Broocks: Greatest Social Justice Endeavor is Preaching the Gospel

Of course, all Christians know about the importance of evangelism, and many books have been written to discuss the need for more evangelism and how to go about the work. The Human Right: To Know Jesus Christ and to Make Him Known takes it up a notch.

Author Rice Broocks describes preaching the gospel as the greatest justice issue. Failure to bring the good news to the lost constitutes the greatest injustice. Hearing the gospel as a basic human right gives it the preeminence and urgency it deserves, according to the author.

Broocks is an up and coming apologist and evangelist who is best known for his breakthrough book, God’s Not Dead. His newest book, The Human Right, speaks about the need “to know Jesus Christ and to Make Him Known.” It speaks about the importance of evangelism and why all Christians need to do it.

TOGETHER LA - The Human Right - Rice BroocksIt’s no secret that there is a conflict in modern evangelicalism between social justice and evangelism as the missionary focus of a church. Some are inclined to fixing the brokenness and injustices of the culture while others are inclined to only preaching a message of redemption within the culture. While not discounting the effectiveness and merit of doing charitable deeds for hurting societies, Broocks underscores the centrality of the gospel as the priority of Christian outreach.

Why? Because the gospel is the message that God uses to transform the human heart – which is the seat of all evil and injustice. Using the word, the Lord regenerates a believer, granting him a new heart with new desires. Once this happens, the born again person has the appetite and will to live for the Lord, which leads to a life of righteousness. In other words, the root of the problem is the most important issue to address, which only the gospel can fix.

The author contends that since the gospel is verifiable through philosophical and historical confirmation, it is considered “public truth,” and not just some private opinion or suggestion. Since it is a universal truth, every person on the planet needs to hear about it. They have a right to hear it. Since all people are made in God’s image and are treated with certain graces from God Himself, Christians are called to be the bearer of God’s message of eternal life to the world. The right to hear true testimony should not be denied as much as we cannot deny someone the right to bear property and to worship freely.

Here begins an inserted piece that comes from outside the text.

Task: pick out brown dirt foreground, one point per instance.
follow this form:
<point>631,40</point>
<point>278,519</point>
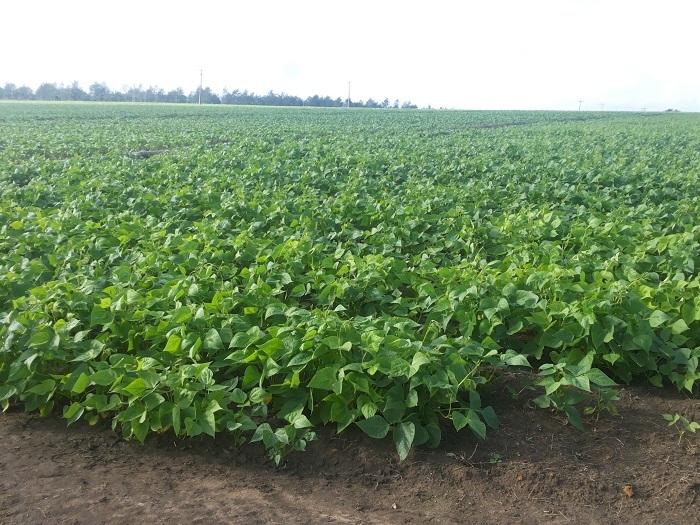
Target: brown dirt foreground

That is why preaching the gospel is the greatest social justice endeavor.

The book makes a compelling case that highlights the importance of preaching the gospel to unbelievers. Much of Broocks argument depends on whether the gospel is true, which the author does in convincing fashion by contrasting Christianity with secularism, postmodernism, and other world religions. Chapter 5’s discussion of “The Reality of the Soul” is also helpful discussion that describes the reality of life after death and why we are different from other created beings. This bolsters the author’s claims about our capacity, as image bearers, to understand God’s will and to seek for truth. This is why the saving message of the gospel matters to the world.

Of course, one of the disconnects that Christians see in the gospel is its relevance for today, since the gospel deals with afterlife matters. This is one area that Dr. Broocks alludes to at times, but doesn’t quite develop as much. For much of the book, we understand the gospel as the instrument that the Holy Spirit uses to revive dead sinners into God worshippers. But yet, what happens to someone who rejects the gospel in this life? An underdeveloped discussion about postmortem judgment and the eternality of hell somewhat enervates the urgency of Jesus’ salvation message. The urgency of evangelism is made all the more clear if a discussion on hell is there.

Nevertheless, Dr. Broocks makes a compelling case for the transformative effects of the gospel on the human heart that plays out in this life. Addressing source of all injustice is the key to producing a renewed culture where people can love God and love others, which is why the gospel must be the focus of the church’s missionary endeavors. For an apologetics book that establishes God’s word as truth and can inspire a generation of believers to start evangelizing, The Human Right is an admirable book that all Christians should take to heart. It is a great addition to add to your collection of Great Commission books and a great tool to hand out to Christians who need to hear its message.

Steve Cha is the teaching pastor of Grace City LA.